The other candidates, as in the first round, failed for diverse reasons. The first two candidates, Dr. Brian Johnson and David Allison, each individually sought to be named lead plaintiff, yet neither suffered a loss as large as the Minami family's. Wolverine Trading renewed its application to be named lead plaintiff, and in its motion, attempted, with little success, to clarify the source and magnitude of its losses and the nature of its business. Yet, to the extent Wolverine clarified either aspect, it only further confirmed what was suggested by the record in the first round, namely that Wolverine, by virtue of its manner of business, may be subject to unique defenses. The Bidding Group also renewed its application, but this time sought appointment based solely on its counsel's presentation of its fee schedule.[29] Because this proposal, like the first, finds no warrant in the PSLRA, it, too, must fail. See 15 U.S.C. § 78u-4(a) (3) (B) (v).

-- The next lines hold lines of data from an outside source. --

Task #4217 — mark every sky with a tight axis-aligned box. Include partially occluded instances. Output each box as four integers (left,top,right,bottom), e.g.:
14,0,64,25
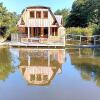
0,0,74,14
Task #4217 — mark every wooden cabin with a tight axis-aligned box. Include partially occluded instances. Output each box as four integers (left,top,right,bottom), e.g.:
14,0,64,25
12,6,65,46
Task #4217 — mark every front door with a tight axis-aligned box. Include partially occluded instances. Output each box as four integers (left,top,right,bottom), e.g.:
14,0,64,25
34,27,41,38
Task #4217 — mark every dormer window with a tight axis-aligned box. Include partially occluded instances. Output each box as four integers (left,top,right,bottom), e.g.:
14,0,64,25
30,11,35,18
20,18,25,25
43,11,48,18
36,11,41,18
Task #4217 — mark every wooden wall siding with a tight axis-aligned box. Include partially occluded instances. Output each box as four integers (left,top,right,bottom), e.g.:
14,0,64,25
21,9,54,27
18,27,26,33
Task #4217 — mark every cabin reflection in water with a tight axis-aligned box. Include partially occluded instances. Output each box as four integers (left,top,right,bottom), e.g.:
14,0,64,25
19,49,65,86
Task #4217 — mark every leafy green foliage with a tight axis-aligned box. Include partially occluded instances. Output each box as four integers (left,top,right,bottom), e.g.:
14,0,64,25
66,0,100,27
66,27,93,36
0,3,18,38
55,8,70,26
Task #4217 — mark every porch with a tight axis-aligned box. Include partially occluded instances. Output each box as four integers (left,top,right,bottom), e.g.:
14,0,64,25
11,27,65,46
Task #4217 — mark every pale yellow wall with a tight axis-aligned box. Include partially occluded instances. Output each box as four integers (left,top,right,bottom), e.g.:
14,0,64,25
21,9,54,27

The NYCERS application fails procedurally. An institutional investor, NYCERS claims to have losses in excess of $3 million, and for that reason, all things being equal, its application might well have won the selection. Yet, NYCERS did not satisfy a procedural predicate required for the statutory presumption; it neither filed one of the now-consolidated complaints, nor did it file a motion to be named lead plaintiff within the sixty-day time period. See 15 U.S.C. § 78u-4(a) (3) (B) (iii) (I) (aa) (lead plaintiff must have "either filed the complaint or made a motion in response to a notice" required by § 78u-4(a) (3) (A) (i) (II) (setting sixty day time limit for filing a motion to be named lead plaintiff)). Further, even assuming a district court may *440 extend the relevant statutory deadline in certain circumstances, NYCERS has shown no good cause for doing so in this case: it has failed to provide a satisfactory explanation for why it did not file a timely motion to be named lead plaintiff. Other class members satisfied the statute's requirements, and as discussed above, convincing authority and Congress's intent suggest that the statute's time limits should be strictly enforced.[30] Accordingly, NYCERS could not be lead plaintiff, because it failed to satisfy the first statutory factor.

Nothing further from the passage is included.